In other words, they still got a bit of a fright, but they were alright.
Other studies have also found that crying may release tension and reduce the activity of the HPA axis and cortisol response. All of this is further evidence that not all forms of stress – and not all crying – is the same.
So what does this have to do with my baby’s sleep?
Firstly, cortisol comes into things because babies who sleep more have lower basal cortisol, meaning their brains are primed for the ultimate in healthy development. There’s no denying that the road to getting your baby to sleep well can seem stressful.
And it can be stressful, but the benefits are substantial.
Recognising that the current sleep situation in your household is not working, and making changes to improve it, can actually reduce a child’s long-term exposure to stress and cortisol; not to mention the numerous benefits that come from the whole family getting more good quality sleep.
Working with a trained sleep consultant ensures that the stress around changes to a child’s sleep routine are managed and minimised. The resulting stress is always buffered by a parent, either through the use of consistent ‘in room’ methods or frequent check ins as a child learns to settle, both of which we know lessen the biological stress response.
Our understanding of cortisol also points to the importance of consistency for lowering stress and making sure that it is only experienced in a very short-term way.
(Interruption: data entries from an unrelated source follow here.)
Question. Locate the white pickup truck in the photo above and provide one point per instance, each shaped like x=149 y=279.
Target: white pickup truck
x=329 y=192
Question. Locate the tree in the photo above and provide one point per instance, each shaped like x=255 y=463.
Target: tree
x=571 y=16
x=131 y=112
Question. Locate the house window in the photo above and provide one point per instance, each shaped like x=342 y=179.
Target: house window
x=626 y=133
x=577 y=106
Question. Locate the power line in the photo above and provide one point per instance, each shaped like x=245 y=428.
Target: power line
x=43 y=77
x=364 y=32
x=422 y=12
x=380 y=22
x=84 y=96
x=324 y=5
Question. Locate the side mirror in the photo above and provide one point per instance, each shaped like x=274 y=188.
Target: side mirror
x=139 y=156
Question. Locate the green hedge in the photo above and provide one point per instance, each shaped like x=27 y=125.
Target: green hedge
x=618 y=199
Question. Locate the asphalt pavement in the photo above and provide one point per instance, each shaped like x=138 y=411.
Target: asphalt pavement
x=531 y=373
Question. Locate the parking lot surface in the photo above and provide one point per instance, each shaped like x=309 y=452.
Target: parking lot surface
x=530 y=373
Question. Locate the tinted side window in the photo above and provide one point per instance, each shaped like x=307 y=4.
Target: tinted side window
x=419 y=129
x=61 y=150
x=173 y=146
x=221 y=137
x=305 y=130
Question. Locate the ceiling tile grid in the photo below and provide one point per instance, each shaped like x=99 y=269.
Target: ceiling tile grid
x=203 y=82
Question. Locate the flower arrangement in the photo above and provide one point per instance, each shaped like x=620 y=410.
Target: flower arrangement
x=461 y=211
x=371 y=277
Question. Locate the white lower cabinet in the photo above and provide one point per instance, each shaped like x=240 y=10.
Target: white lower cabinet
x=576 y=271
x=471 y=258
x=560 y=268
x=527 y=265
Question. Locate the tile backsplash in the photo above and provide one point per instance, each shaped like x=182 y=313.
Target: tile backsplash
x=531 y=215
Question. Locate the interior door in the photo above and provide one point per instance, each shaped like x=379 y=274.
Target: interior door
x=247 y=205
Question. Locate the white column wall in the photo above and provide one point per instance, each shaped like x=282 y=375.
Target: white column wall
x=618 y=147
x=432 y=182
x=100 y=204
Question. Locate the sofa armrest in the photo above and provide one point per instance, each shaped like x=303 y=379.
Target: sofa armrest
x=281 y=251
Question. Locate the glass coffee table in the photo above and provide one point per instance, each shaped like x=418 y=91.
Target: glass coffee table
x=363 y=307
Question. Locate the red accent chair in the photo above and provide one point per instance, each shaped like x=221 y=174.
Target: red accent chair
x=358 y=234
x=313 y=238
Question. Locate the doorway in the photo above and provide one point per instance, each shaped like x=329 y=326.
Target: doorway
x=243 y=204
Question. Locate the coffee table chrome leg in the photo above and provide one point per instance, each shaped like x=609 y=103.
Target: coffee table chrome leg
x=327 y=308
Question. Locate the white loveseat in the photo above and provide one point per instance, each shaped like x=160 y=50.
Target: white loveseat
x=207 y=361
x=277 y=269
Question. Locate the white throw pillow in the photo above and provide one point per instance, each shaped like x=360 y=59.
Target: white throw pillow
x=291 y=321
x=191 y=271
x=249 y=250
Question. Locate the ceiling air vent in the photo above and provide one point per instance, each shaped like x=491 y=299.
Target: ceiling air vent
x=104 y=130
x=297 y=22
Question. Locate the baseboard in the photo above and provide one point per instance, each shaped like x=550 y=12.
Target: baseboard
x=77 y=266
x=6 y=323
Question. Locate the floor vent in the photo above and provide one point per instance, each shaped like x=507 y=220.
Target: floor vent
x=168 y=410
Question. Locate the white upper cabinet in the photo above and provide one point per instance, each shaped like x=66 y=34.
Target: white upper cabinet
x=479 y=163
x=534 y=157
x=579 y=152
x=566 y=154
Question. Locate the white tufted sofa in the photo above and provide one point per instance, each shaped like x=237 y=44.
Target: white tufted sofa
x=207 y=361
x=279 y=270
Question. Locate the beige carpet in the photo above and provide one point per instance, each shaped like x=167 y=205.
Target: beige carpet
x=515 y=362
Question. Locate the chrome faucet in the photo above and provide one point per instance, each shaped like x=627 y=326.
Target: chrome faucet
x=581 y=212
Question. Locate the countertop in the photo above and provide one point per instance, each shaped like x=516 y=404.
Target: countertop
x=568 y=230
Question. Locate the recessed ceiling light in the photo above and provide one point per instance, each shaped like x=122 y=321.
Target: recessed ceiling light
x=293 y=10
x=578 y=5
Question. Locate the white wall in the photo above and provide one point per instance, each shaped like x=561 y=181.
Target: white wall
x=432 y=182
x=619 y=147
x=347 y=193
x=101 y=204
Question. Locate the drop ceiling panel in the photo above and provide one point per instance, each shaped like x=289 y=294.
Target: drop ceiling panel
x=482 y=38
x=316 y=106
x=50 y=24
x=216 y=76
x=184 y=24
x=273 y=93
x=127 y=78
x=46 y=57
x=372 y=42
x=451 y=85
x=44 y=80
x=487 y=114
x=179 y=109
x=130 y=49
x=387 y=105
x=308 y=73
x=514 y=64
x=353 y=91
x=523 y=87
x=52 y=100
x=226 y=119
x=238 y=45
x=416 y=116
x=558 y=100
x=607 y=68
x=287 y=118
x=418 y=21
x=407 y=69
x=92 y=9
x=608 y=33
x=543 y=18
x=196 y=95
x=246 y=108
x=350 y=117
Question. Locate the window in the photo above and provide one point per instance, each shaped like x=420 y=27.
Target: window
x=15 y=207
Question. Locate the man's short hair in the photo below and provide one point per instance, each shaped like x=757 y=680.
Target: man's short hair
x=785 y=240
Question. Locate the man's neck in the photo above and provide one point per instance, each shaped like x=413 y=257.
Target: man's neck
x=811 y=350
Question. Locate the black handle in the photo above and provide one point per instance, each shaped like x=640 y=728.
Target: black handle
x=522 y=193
Some of our clients have tried and failed with sleep training for several weeks, and with our guidance and experience we are able to solve their sleep drama in a few nights.
In the same way that we saw crying without cortisol in the latter experiences of a child’s vaccinations, there may still be tears on the subsequent night's of sleep training, but much less stress, if a child understands what’s happening.
While most mothers have an emotional response to hearing their baby cry, it can help to understand that some stress, when short-term, can actually result in a positive stress response.
Ultimately, our job as parents is not to always problem-solve or distract at sleep time. It’s not to remove their emotions and quieten them constantly with a breast or dummy.
It’s not even to stop the crying or force them to sleep.
Our vital role is to provide them with all the very best conditions they need to thrive and with opportunities to observe, learn and practice adaptive responses, to all situations, including stress and sleep.
In most families, sleep training with a sleep consultant is brief and successful, the results are a baby who has a new and important skill: the ability to sleep and settle independently.
Thanks for such a great blog! I didn’t realize stress could be buffered by an adult.